Da quando, dalla primavera 2018, Donald Trump ha imposto una stretta sulle istanze di rifugio, le richieste vengono accettate con il contagocce. Le persone attendono mesi alla frontiera prima di poterla sottoscrivere e, in genere, vengono rispediti ad aspettare la risposta in Messico.
Per i Palacio Molina, però, alcune guardia coraggiose hanno fatto un’eccezione. Quel 7 gennaio, in bilico tra Messico e Usa, Idania lo ricorda perfettamente. Il terrore di essere divisi o respinti. Il freddo pungente della notte. I passi marziali dell’uomo di guardia. E, alla fine, quelle parole di salvezza pronunciate in un misto di inglese e spagnolo: “E’ il ragazzino della sedia a rotelle. Loro devono passare”.

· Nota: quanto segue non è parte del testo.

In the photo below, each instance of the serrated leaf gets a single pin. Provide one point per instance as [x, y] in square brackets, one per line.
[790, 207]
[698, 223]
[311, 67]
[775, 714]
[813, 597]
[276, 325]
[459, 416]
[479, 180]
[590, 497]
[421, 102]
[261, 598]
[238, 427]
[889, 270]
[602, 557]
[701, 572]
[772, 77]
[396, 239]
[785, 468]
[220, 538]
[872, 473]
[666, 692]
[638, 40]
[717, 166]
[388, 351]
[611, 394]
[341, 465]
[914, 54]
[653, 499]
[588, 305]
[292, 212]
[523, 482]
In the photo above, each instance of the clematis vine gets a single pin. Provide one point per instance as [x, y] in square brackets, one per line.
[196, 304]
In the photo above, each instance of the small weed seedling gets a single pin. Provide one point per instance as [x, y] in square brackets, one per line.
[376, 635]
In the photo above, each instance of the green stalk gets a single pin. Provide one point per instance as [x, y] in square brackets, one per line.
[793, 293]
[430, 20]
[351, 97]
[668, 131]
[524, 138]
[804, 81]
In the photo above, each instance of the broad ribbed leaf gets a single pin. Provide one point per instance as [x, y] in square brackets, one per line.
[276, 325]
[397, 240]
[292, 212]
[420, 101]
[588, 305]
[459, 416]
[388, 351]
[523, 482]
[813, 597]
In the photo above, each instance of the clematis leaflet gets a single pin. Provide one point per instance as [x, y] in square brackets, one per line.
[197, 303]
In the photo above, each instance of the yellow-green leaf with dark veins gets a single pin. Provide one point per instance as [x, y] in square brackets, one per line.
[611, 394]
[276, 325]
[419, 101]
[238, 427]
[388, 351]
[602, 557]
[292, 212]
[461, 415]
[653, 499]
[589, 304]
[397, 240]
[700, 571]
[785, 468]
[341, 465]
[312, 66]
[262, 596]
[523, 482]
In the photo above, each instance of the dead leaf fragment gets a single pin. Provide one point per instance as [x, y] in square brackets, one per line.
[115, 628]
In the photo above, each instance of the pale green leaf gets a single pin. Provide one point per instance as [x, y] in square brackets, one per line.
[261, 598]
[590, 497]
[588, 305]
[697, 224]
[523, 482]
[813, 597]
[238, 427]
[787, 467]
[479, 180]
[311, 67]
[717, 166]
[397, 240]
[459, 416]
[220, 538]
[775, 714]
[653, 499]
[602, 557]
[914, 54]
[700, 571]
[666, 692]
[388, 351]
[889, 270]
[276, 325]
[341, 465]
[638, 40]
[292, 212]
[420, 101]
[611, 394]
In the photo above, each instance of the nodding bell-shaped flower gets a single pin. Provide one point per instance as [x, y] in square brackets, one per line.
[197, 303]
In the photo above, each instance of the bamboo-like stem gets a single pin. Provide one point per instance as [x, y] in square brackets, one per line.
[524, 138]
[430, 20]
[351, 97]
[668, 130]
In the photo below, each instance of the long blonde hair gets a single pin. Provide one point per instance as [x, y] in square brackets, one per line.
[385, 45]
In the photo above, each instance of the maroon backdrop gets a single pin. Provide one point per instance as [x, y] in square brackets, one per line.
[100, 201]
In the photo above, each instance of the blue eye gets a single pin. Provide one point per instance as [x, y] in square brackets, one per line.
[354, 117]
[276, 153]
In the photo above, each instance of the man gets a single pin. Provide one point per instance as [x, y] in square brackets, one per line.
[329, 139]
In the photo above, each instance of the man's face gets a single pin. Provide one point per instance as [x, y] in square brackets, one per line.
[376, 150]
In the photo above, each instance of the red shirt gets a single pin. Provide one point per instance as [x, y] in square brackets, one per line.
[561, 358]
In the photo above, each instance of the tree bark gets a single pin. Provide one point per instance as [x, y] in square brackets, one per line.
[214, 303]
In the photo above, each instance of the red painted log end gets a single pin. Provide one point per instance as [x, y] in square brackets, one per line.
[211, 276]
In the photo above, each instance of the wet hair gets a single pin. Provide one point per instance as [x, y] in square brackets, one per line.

Certo, si tratta solo di un primo passo. Non poco, però, nell’epoca di muri a oltranza, fisici e legali, per fermare il flusso dei rifugiati. I Palacio Molina hanno presentato istanza e sono stati ascoltati in una prima udienza. Ne occorrono, però, almeno altre due per sapere se potranno restare sul suolo statunitense. Nel frattempo, però, grazie a Ecclesia, hanno trovato una prima sistemazione a Houston. Idania fa le pulizie ad ore, Lester qualche lavoretto di tanto in tanto, Chely frequenta la scuola. Come Axel che, allo studio, abbina continui esercizi di riabilitazione.

“Sono stati mesi duri, durissimi. Ma ne è valsa la pena. Ormai cammino senza troppo sforzo, sto imparando l’inglese e ho terminato la terza media. A scuola, professori e compagni hanno cercato di darmi una mano per inserirmi, così sono riuscito a prendere dei buoni voti. Quando mi chiedono che cosa vorrei fare da grande, rispondo il Marine. Per ripagare questo Paese che mi ha accolto. E con i risparmi, vorrei fare dei regali a quanti mi hanno aiutato quando non avevo niente. Ci vorrà tempo lo so. Ma la Carovana mi ha insegnato la pazienza. Si avanza così: un passo alla volta”.